The result may be a supercharged, ongoing technology race between the Navy’s unmanned capabilities and China’s countermeasures. If the Navy is to win that race, it is crucial that new capabilities be developed and fielded with digital engineering—but not the way digital engineering for the Navy is commonly practiced today. A new approach is needed, one that takes digital engineering out of the mostly exclusive realm of original equipment manufacturers (OEMs), and makes it more open to the Navy, and to a wider range of industry and other partners.
The Problem: Limited Insight Into Design Data
Currently, most digital engineering practiced for major Navy programs of record and other projects is conducted by OEMs in their own digital environments. Because these environments are largely closed, the Navy lacks real-time insight into the design data. The OEMs typically do their design work in their own digital environments, and then extract limited data points and present them to the Navy in contractual artifacts like spreadsheets, PowerPoint presentations, and pdf files. These artifacts are usually delivered only at major milestone design reviews.
This makes it difficult for the Navy to flag problems or gain detailed insight before a design goes to testing. Not only does the Navy have to wait until the end of a design phase to obtain the artifacts, the artifacts themselves may not have all the data Navy engineers need to fully evaluate and influence the design. This often results in extensive rework and other delays. Much of the speed that digital engineering offers the Navy is simply lost.
Closed OEM digital environments also hamper the ability of the Navy to tap innovation within the wider technology development community. Other providers normally have limited access to the information they might need—including design and configuration data, system architectures and key interfaces—to determine whether they might possess new solutions to offer the Navy. While some of this information may be contained in legacy documents, it could take weeks or months to sort out—and even then it might not be enough. Here again, the Navy loses out on the potential of digital engineering.
Shared Digital Engineering Environments
If the Navy is to take full advantage of digital engineering for unmanned systems, the design work needs to be conducted in common, or shared digital environments. Shared digital environments can take several different forms, but in essence they provide multiple parties with common access to design data. They might be sponsored or managed by the Navy, by OEMs, or by other entities. The Navy is already moving toward shared digital environments, and now has the opportunity to build on that progress.
In a shared digital environment, the Navy can see the same design data the OEM is working with, and so can spot potential problems in real time, without needing to refer to artifacts at a later date. For example, if an OEM is developing a new side-scan sonar for an unmanned underwater vehicle, the Navy can provide much faster review, analysis and feedback across the entire lifecycle of the design—all of which would help get the sonar integrated, tested and fielded more rapidly.
Opening up digital engineering environments also fosters competition and innovation, by bringing in the wider community of technology providers, including academia and non-traditional defense contractors. Shared digital environments give providers earlier and deeper insight into what the Navy needs. And the more providers that can look at the problem, the greater chance that one of them will say, “We know how to solve it.”
More Open Architectures, Less Vendor-Lock
One of the keys to rapid technology insertion in unmanned systems is the ability to plug-and-play the best new technologies from across the provider community. This requires open architectures, so that any provider can build solutions that will seamlessly integrate with current systems. Shared digital engineering environments do much to encourage these open architectures. That’s because shared environments aren’t effective unless the architectures let everyone in. Shared digital engineering environments and open architectures go hand-in-hand; each promotes the other.
At the same time, this approach substantially reduces vendor-lock. When other providers have direct insight into design data—rather than just legacy documents—the Navy is less dependent on the OEMs for system updates and upgrades. And with open architectures, the Navy is no longer locked into an OEM’s proprietary approaches. Naturally, all of this must occur under appropriate levels of cybersecurity to prevent intrusions, manipulations, and theft of cutting-edge technical data—even as we reap the benefits of open architectures.

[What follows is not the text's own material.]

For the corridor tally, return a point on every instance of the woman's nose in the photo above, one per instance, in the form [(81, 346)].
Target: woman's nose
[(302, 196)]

Faster Adoption Of Digital Engineering
Shared digital environments are the key to digital engineering not only for emerging platforms such as unmanned systems, but also for the Navy’s transformational technologies for critical priorities, including Project Overmatch. Shared digital environments speed this wider. adoption of digital engineering.
Currently, each OEM typically has its own set of digital engineering tools and techniques, which are often not compatible with others. Common digital environments encourage common approaches, making it easier. for the Navy to take digital engineering out of isolated pockets, and scale it across any number of projects.
Building On The Navy’s Progress
The Navy is already moving toward shared digital environments. One example is the planned Rapid Autonomy. Integration Laboratory (RAIL), which will test new autonomous capabilities for unmanned maritime vehicles. Another example is The Forge, where the Navy can rapidly develop, test and distribute software upgrades to the Aegis and the Ship Self-Defense. System (SSDS) platforms.
Both RAIL and The Forge are Navy sponsored shared digital environments. This model of government-industry collaboration gives the Navy full. access to the digital environments, and taps the innovation of the wider community of technology providers.
By building on the successes of these and other shared digital environments, the Navy has the opportunity to unlock the full power of digital engineering for unmanned vehicles on the leading edge in the Pacific, and for initiatives across the Navy.
BRIAN ABBE ([email protected]) is the client service officer for Booz Allen’s Navy/Marine Corps business. He leads the development of solutions and technologies for the Navy and Marine Corps in areas such as unmanned systems; information warfare; biometrics; antitamper; air traffic control; position, navigation, and timing; augmented reality/virtual reality; and fabrication and prototyping.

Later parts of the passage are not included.